Chapter 16
Dante
Silence.
Not peace. Not calm.
Just the kind of silence that comes after a storm has ripped the roof clean off your life.
Luka’s blood runs into my wife’s veins now.
Her body’s so still it doesn’t seem real, not even as the monitor beeps quietly beside her.
The doctor stitched her arm. Her forehead too. I watched every pass of the needle like it was going through my own fucking skin.
Everyone’s gone now. I made sure of it the moment she was stable.
Didn’t matter if they were her blood, her brothers, her father, her so called family.
She needs quiet. Peace.
Nothing else.
I even sent Mattia to bed.
It’s morning now, but the boy hasn’t closed his eyes since the moment I found her on the bathroom floor, unconscious, covered in blood.
He heard the commotion, of course. He was tested just like the rest of us, to see if he could be a match.
But I wouldn’t allow him in the room. Not while she was still bleeding. Not while she looked like that.
He’s witnessed far too much already.
Later, once the doctor had finally closed her wounds and I’d finished wiping the blood from her skin, he entered, quiet, composed in that way only he can be, and took his usual seat, silently watching her.
There was a quiet devastation in his eyes, worn and heavy with worry. This has taken its toll on him too.
When he began to yawn, I told him she would want him to rest, that when she wakes, he should be able to greet her with a smile.
He didn’t protest. That alone speaks volumes. He’s utterly spent.
Leonardo took Luka back to the east wing, and locked the door. I still don’t know what the fuck I’m going to do with that boy. The Albanians want him back. There’s pressure from every side to hand him over.
But I can’t think clearly.
And this, this is precisely why I never believed in relationships.
I used to watch men take wives, have children, and wonder how the fuck they thought they could survive in our world burdened with that kind of weakness.
A wife? A child? One misstep, one lapse in judgement, and they’re both gone. You don’t think rationally with something that precious on the line. You can’t.
I used to think those men were fools, reckless, pathetic, soft. And maybe they were. Still are.
But then I met her.
And now I don’t give a fuck. I’ve become just as compromised, just as fucking blind. A liability, tethered to the one person who could ruin me.
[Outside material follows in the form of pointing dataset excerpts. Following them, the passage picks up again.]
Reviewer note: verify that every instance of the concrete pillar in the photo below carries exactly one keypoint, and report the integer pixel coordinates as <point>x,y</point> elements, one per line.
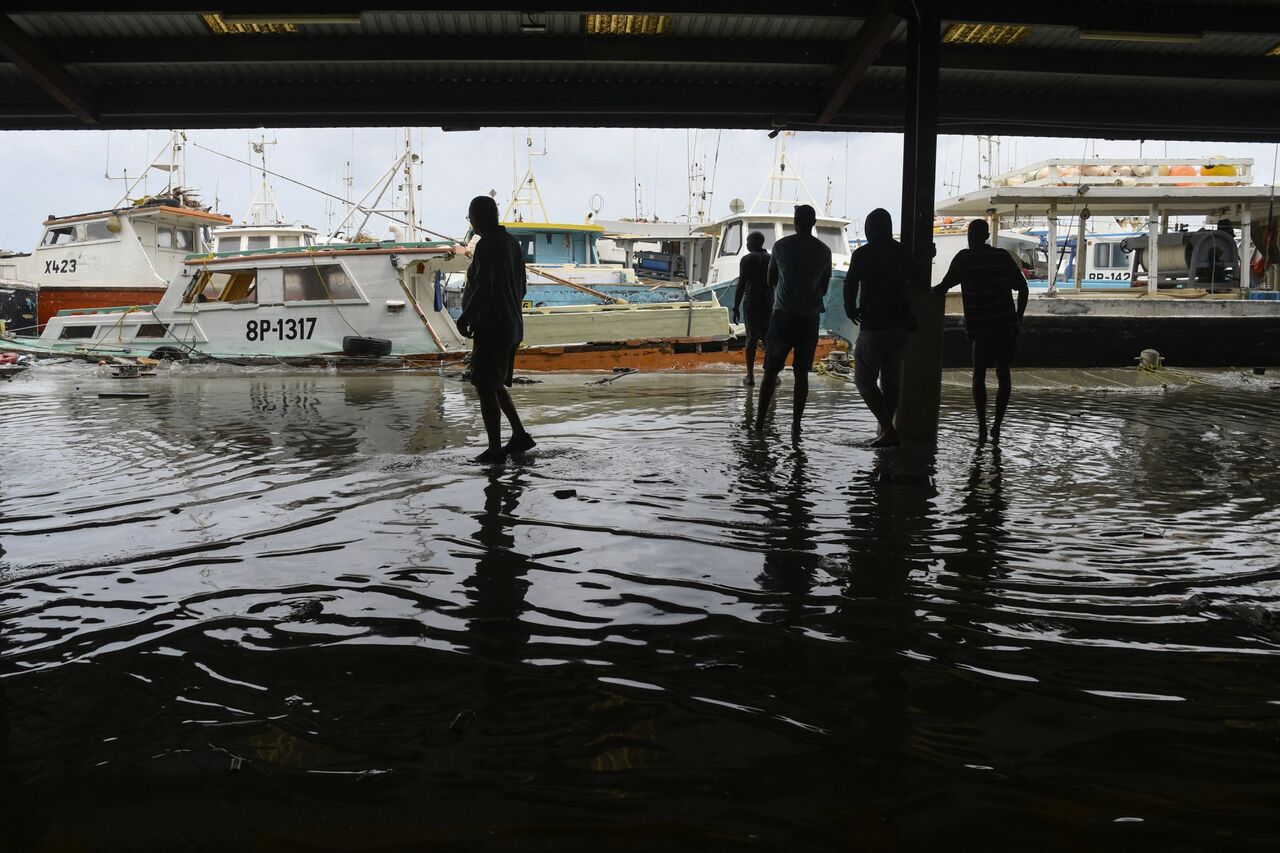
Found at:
<point>922,368</point>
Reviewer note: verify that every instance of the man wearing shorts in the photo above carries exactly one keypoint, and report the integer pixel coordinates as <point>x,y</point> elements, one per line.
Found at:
<point>753,286</point>
<point>987,278</point>
<point>877,301</point>
<point>492,318</point>
<point>799,274</point>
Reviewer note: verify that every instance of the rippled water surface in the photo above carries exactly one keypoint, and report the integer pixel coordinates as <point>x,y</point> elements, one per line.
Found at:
<point>282,611</point>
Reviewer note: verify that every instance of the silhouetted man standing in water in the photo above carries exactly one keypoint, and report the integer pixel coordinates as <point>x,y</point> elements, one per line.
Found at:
<point>880,273</point>
<point>987,278</point>
<point>753,284</point>
<point>490,315</point>
<point>799,274</point>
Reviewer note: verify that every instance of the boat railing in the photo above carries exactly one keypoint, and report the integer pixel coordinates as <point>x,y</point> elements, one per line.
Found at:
<point>1138,172</point>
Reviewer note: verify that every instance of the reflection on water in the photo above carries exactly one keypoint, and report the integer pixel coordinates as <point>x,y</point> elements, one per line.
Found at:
<point>260,610</point>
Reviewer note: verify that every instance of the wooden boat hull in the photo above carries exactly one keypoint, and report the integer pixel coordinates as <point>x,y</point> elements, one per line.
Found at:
<point>51,300</point>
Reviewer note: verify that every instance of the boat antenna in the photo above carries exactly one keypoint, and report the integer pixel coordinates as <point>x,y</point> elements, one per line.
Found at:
<point>330,195</point>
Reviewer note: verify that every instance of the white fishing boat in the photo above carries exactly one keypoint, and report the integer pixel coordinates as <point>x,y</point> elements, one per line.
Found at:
<point>122,256</point>
<point>772,214</point>
<point>366,300</point>
<point>1205,295</point>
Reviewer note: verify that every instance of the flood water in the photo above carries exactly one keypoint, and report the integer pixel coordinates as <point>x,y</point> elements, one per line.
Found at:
<point>268,610</point>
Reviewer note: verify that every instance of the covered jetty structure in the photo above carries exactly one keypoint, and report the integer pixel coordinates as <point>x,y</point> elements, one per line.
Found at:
<point>1189,69</point>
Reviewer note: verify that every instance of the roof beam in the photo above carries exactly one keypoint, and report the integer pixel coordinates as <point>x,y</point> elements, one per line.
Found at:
<point>51,77</point>
<point>877,28</point>
<point>439,49</point>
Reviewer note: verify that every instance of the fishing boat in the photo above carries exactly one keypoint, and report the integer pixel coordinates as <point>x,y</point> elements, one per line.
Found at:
<point>772,214</point>
<point>562,260</point>
<point>1202,293</point>
<point>360,301</point>
<point>120,256</point>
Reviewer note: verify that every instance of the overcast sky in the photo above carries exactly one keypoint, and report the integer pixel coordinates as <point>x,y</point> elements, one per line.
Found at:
<point>63,172</point>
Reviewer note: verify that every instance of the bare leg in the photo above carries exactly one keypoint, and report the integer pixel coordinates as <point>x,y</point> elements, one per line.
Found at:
<point>767,387</point>
<point>1002,392</point>
<point>799,396</point>
<point>508,409</point>
<point>492,414</point>
<point>877,402</point>
<point>979,398</point>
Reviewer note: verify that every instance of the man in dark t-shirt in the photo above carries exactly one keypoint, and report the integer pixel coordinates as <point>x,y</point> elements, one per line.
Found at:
<point>878,302</point>
<point>753,288</point>
<point>987,278</point>
<point>492,316</point>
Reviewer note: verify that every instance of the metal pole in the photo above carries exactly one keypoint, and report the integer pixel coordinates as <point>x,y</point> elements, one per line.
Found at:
<point>1153,250</point>
<point>922,366</point>
<point>1246,247</point>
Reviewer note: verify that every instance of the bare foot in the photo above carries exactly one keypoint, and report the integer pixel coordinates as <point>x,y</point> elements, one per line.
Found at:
<point>886,439</point>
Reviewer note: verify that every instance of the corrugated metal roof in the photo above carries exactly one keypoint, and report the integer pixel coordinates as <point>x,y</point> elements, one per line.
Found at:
<point>757,67</point>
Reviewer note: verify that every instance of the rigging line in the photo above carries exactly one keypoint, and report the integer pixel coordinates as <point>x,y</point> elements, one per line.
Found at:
<point>307,186</point>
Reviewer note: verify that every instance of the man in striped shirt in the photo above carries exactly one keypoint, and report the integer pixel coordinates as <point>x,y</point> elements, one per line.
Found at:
<point>987,278</point>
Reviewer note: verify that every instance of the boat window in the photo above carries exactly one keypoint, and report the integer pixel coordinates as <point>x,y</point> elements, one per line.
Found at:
<point>97,229</point>
<point>1110,256</point>
<point>732,241</point>
<point>59,236</point>
<point>223,286</point>
<point>151,331</point>
<point>764,228</point>
<point>831,236</point>
<point>316,283</point>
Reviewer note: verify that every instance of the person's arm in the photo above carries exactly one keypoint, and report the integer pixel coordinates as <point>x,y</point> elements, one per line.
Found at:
<point>950,279</point>
<point>475,293</point>
<point>741,287</point>
<point>1018,282</point>
<point>853,279</point>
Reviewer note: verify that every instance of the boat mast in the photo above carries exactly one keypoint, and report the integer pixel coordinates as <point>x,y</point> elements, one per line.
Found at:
<point>782,177</point>
<point>526,196</point>
<point>263,210</point>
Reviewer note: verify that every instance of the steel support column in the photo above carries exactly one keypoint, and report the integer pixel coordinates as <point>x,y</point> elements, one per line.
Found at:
<point>922,369</point>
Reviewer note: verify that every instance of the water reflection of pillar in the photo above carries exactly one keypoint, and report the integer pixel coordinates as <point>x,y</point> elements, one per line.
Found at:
<point>890,524</point>
<point>497,591</point>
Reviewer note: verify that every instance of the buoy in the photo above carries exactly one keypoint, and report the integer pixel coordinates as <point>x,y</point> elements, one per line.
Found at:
<point>1182,170</point>
<point>1219,169</point>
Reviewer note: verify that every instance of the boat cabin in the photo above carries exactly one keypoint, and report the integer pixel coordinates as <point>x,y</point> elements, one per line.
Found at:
<point>554,243</point>
<point>730,240</point>
<point>247,238</point>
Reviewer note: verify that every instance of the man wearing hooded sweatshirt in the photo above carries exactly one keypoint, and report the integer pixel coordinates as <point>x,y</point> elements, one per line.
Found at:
<point>753,287</point>
<point>799,274</point>
<point>490,316</point>
<point>880,274</point>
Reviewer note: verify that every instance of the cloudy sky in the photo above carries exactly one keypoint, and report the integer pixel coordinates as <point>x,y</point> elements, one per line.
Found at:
<point>65,172</point>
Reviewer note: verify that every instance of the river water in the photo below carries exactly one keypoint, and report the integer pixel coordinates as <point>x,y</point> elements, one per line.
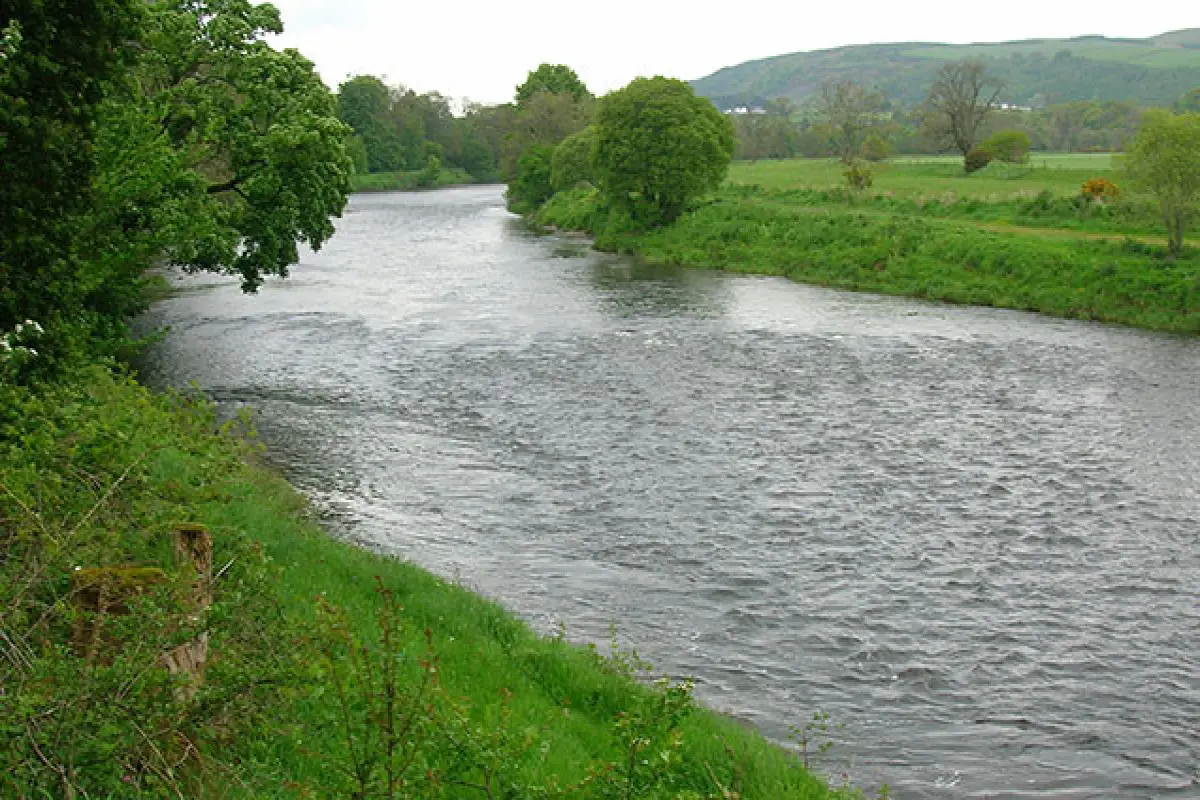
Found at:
<point>969,535</point>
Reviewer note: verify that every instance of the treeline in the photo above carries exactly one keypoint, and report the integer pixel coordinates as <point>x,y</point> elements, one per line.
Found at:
<point>395,130</point>
<point>780,130</point>
<point>135,134</point>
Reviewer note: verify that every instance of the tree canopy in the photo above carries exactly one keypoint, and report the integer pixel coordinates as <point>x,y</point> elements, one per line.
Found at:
<point>657,146</point>
<point>553,79</point>
<point>1164,161</point>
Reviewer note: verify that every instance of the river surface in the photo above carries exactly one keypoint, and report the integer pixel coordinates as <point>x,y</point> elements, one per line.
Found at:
<point>969,535</point>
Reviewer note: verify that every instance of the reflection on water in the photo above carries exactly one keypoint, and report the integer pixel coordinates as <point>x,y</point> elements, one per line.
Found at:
<point>967,534</point>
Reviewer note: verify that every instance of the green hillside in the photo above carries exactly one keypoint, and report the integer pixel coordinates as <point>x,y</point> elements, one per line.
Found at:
<point>1149,71</point>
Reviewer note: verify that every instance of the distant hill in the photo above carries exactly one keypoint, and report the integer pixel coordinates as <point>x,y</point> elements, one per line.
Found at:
<point>1145,71</point>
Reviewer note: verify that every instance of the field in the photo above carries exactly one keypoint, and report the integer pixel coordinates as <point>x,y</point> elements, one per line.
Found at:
<point>310,675</point>
<point>936,175</point>
<point>1013,236</point>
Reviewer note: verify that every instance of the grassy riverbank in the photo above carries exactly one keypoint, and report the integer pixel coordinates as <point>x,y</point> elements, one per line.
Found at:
<point>96,473</point>
<point>939,236</point>
<point>409,180</point>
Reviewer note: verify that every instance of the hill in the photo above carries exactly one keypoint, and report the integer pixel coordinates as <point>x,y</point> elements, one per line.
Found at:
<point>1144,71</point>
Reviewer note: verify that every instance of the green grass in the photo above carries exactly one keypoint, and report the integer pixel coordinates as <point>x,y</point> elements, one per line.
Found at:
<point>406,181</point>
<point>910,176</point>
<point>1144,53</point>
<point>943,259</point>
<point>96,471</point>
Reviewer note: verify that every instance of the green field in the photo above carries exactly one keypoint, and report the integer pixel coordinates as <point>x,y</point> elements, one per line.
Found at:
<point>936,175</point>
<point>96,471</point>
<point>407,181</point>
<point>1008,236</point>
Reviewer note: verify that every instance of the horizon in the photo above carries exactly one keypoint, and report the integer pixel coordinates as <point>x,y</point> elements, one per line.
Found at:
<point>489,50</point>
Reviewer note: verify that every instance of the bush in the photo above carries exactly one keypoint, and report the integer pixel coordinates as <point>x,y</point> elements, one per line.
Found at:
<point>571,163</point>
<point>532,186</point>
<point>977,160</point>
<point>658,146</point>
<point>1011,146</point>
<point>1099,190</point>
<point>876,148</point>
<point>858,175</point>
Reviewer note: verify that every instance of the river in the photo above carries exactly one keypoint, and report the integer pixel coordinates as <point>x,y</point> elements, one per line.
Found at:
<point>969,535</point>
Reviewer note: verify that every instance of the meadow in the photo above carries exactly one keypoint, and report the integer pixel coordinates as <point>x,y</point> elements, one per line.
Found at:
<point>934,175</point>
<point>1013,236</point>
<point>333,672</point>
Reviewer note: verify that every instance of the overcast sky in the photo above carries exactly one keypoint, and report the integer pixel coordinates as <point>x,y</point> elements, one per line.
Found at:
<point>481,50</point>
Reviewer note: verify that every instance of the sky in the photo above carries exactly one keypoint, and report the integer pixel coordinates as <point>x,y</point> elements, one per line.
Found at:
<point>481,50</point>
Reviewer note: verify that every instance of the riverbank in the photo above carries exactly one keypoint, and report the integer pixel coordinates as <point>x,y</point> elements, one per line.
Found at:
<point>327,662</point>
<point>829,239</point>
<point>409,180</point>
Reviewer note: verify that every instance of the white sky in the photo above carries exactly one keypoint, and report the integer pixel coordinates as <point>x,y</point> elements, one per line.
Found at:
<point>483,50</point>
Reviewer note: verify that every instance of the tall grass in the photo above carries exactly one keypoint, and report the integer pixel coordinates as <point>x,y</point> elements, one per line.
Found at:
<point>1126,282</point>
<point>334,672</point>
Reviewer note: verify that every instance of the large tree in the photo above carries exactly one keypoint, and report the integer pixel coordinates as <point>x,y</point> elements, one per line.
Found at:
<point>55,58</point>
<point>1164,161</point>
<point>555,79</point>
<point>225,154</point>
<point>657,146</point>
<point>959,101</point>
<point>851,113</point>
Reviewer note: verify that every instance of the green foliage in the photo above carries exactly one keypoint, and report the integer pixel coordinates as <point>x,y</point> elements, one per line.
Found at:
<point>571,163</point>
<point>241,155</point>
<point>58,58</point>
<point>1011,146</point>
<point>552,79</point>
<point>545,120</point>
<point>532,185</point>
<point>333,672</point>
<point>858,175</point>
<point>658,146</point>
<point>876,148</point>
<point>1164,161</point>
<point>976,160</point>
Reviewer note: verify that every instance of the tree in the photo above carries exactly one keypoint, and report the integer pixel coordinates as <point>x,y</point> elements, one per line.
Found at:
<point>1011,146</point>
<point>851,113</point>
<point>555,79</point>
<point>221,152</point>
<point>532,186</point>
<point>959,101</point>
<point>55,59</point>
<point>1164,161</point>
<point>1189,102</point>
<point>658,145</point>
<point>571,163</point>
<point>546,119</point>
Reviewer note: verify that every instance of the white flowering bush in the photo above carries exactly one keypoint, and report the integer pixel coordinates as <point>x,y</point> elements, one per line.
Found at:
<point>17,348</point>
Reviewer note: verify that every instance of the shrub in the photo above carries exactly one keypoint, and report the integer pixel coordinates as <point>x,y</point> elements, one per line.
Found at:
<point>531,187</point>
<point>1099,190</point>
<point>571,163</point>
<point>658,146</point>
<point>876,148</point>
<point>858,175</point>
<point>976,160</point>
<point>1011,146</point>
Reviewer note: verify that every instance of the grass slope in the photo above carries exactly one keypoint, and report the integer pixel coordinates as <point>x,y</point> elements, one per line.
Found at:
<point>1015,241</point>
<point>97,470</point>
<point>1150,72</point>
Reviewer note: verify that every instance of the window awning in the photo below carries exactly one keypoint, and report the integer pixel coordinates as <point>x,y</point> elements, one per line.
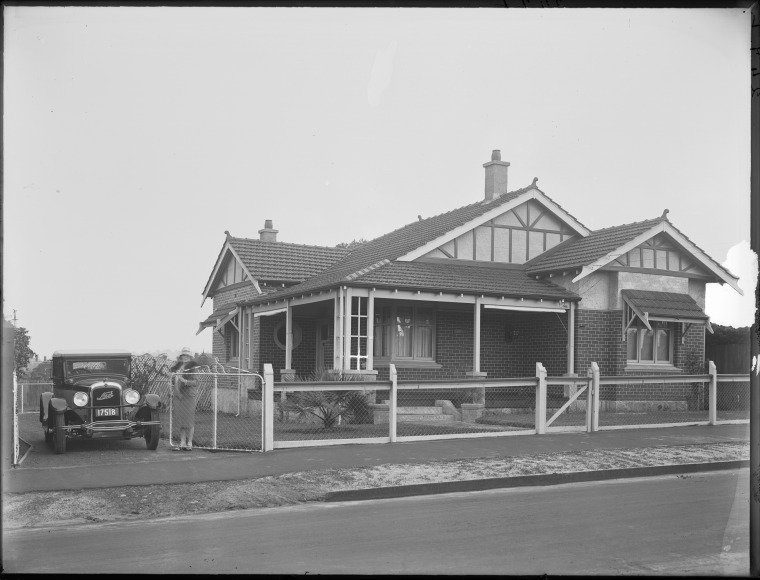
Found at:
<point>224,320</point>
<point>648,306</point>
<point>271,312</point>
<point>525,308</point>
<point>213,319</point>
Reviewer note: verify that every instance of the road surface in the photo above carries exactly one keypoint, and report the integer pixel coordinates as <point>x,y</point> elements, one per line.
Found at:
<point>694,524</point>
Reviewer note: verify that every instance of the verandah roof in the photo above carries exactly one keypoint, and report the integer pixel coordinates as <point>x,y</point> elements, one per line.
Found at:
<point>668,305</point>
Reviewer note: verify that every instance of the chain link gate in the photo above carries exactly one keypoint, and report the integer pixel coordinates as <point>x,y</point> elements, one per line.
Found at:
<point>225,412</point>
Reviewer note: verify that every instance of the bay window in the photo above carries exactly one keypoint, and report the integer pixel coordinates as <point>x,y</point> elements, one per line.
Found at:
<point>650,346</point>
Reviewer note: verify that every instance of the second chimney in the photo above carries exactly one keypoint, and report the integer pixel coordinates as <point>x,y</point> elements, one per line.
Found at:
<point>496,176</point>
<point>268,234</point>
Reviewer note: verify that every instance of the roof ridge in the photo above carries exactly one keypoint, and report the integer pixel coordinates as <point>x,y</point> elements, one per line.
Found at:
<point>367,270</point>
<point>657,219</point>
<point>291,244</point>
<point>473,204</point>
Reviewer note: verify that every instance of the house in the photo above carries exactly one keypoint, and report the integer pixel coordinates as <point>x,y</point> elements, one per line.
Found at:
<point>485,290</point>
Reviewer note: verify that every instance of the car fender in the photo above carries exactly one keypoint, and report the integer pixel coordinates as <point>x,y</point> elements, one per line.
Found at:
<point>44,404</point>
<point>152,400</point>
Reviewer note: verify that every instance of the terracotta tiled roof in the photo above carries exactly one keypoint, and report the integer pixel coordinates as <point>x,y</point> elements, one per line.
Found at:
<point>666,304</point>
<point>471,279</point>
<point>284,262</point>
<point>396,244</point>
<point>580,252</point>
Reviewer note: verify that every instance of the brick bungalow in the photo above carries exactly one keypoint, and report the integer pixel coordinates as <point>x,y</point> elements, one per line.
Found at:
<point>485,290</point>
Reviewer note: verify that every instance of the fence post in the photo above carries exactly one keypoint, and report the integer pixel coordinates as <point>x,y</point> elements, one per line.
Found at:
<point>540,399</point>
<point>589,401</point>
<point>267,403</point>
<point>15,420</point>
<point>213,441</point>
<point>596,394</point>
<point>393,403</point>
<point>171,406</point>
<point>713,372</point>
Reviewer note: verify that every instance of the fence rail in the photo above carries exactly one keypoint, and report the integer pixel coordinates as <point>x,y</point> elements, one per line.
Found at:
<point>299,414</point>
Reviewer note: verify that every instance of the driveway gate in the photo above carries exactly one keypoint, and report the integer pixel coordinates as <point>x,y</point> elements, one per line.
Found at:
<point>228,410</point>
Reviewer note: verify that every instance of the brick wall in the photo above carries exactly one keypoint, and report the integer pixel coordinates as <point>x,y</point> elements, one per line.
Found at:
<point>228,297</point>
<point>541,337</point>
<point>599,339</point>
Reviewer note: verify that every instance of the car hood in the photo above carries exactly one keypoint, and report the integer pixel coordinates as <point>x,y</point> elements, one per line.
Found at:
<point>91,380</point>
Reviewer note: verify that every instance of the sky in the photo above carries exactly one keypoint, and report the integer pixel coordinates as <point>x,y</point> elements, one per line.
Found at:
<point>135,136</point>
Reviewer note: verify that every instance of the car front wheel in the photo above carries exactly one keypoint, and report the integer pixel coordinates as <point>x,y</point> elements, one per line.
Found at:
<point>59,433</point>
<point>153,432</point>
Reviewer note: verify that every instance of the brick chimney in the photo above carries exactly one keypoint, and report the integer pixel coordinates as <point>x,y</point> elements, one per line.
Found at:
<point>268,234</point>
<point>496,176</point>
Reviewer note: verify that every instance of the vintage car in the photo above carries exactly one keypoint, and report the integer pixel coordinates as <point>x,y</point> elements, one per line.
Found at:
<point>92,398</point>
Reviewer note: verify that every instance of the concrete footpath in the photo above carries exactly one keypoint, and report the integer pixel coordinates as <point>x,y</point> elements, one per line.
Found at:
<point>203,466</point>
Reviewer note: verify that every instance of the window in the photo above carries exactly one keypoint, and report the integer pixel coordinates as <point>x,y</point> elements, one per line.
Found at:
<point>650,346</point>
<point>359,328</point>
<point>232,338</point>
<point>405,332</point>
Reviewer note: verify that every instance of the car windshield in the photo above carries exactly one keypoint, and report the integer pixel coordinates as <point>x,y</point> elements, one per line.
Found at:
<point>75,368</point>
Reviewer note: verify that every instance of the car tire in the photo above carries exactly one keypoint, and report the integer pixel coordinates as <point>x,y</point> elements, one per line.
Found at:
<point>153,432</point>
<point>59,434</point>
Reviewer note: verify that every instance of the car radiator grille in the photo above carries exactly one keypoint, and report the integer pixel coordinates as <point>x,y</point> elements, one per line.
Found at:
<point>106,397</point>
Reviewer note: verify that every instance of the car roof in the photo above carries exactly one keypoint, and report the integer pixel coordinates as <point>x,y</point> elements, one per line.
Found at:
<point>98,352</point>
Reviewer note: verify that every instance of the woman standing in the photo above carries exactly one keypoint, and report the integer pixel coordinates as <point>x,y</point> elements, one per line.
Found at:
<point>185,389</point>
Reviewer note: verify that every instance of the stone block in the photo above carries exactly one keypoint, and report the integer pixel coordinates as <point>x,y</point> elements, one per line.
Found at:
<point>380,413</point>
<point>472,411</point>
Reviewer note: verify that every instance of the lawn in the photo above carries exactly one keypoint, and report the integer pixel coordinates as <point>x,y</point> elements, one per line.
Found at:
<point>527,420</point>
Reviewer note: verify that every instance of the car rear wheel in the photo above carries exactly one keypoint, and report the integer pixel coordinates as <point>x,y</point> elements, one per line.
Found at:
<point>153,433</point>
<point>59,434</point>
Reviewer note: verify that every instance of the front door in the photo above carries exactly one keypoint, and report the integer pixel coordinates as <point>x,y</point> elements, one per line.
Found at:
<point>323,341</point>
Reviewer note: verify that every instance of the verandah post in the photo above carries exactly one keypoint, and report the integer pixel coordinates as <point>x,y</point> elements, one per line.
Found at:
<point>595,395</point>
<point>589,401</point>
<point>267,411</point>
<point>713,372</point>
<point>393,403</point>
<point>540,399</point>
<point>213,441</point>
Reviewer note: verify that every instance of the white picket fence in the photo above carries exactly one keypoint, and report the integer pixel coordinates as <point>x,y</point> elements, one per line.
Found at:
<point>587,397</point>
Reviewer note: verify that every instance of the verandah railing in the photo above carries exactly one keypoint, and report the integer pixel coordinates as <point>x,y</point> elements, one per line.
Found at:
<point>298,414</point>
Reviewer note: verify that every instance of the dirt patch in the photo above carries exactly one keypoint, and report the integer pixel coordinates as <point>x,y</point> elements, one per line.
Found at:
<point>153,501</point>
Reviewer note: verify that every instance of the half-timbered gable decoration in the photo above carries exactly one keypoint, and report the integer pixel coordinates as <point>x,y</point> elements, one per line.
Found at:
<point>513,237</point>
<point>231,273</point>
<point>660,252</point>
And yet, I wouldn’t trade a single second with Harlow for all the calculated detachment and flawless strategy in the world.
I’d sell my fucking soul if it meant she wakes up.
I sit in the armchair beside our bed, the one Mattia vacated, my fingers wrapped around her limp hand. Her skin’s still too pale, and her pulse is weak, but it’s there. I hold on to it like it’s the only thing anchoring me to this earth.
The smell of blood still lingers, metallic, heavy in the air. Bianca tried to come in to clean the room, but I didn’t let her.
I release Harlow’s hand, slowly, and rise to my feet. She looks so small lying there. Too still. Too silent.
Seeing her like this again—unconscious, broken, is unbearable.
My jaw tightens. My hands curl into fists.
I need to move. I need to do something. Anything.
I step into the bathroom. The pool of blood is still there, dark and thick against the white tile.
I grab a towel and drop to my knees.
Scrubbing.
Wiping.
I need something to fight. Some way to burn off the fury building in my chest.
I clean the trail back to the bed, wiping the floor like I’m erasing a fucking crime scene.
By the time I’m finished, I’m soaked in sweat. My temples are pounding. I need a shower.
I leave the bathroom door open so I’ll hear if Harlow stirs.
I catch my reflection in the fractured mirror above the sink. I look exactly how I feel, barely standing.
I rip the mirror off the wall, and set it down beside the bin. Carefully.
Then I start looking, in the drawers, cabinets, behind the toilet.
I find everything that could be a threat.
Razors. Glass. Sharp edges.
Even the nail scissors. I pile it all beside the mirror. Later, I’ll get rid of it. Burn it all if I have to.
Once I’m certain there’s nothing left in this room that could hurt my wife, I undress and step into the shower. The water pounds against my shoulders, cold and hard, but I barely register it.
I don’t linger.
I dry off quickly, pull on a plain grey set of pyjamas and a t-shirt.
There’s work waiting, calls to return, fires to put out, problems piling up like they always do. But Mario and Leonardo can handle it. There isn’t a force in this world that could pull me from her side now.
I walk back to the bed. Slide in beside her, careful not to disturb her IV line.
Sunlight pours through the curtains, casting soft gold over her face. She looks like a painting. Too beautiful.
I can’t stop looking at her. I count her breaths.
One. Two. Three.
Then I find her pulse again, my thumb pressed gently to the inside of her wrist.
I count that too.
Over and over.
There’s no way I’m sleeping.
Not today. Not this week.
Not until she opens her eyes and looks at me again.
I will watch over her.
I will chase away every last fucking demon that dares come near her.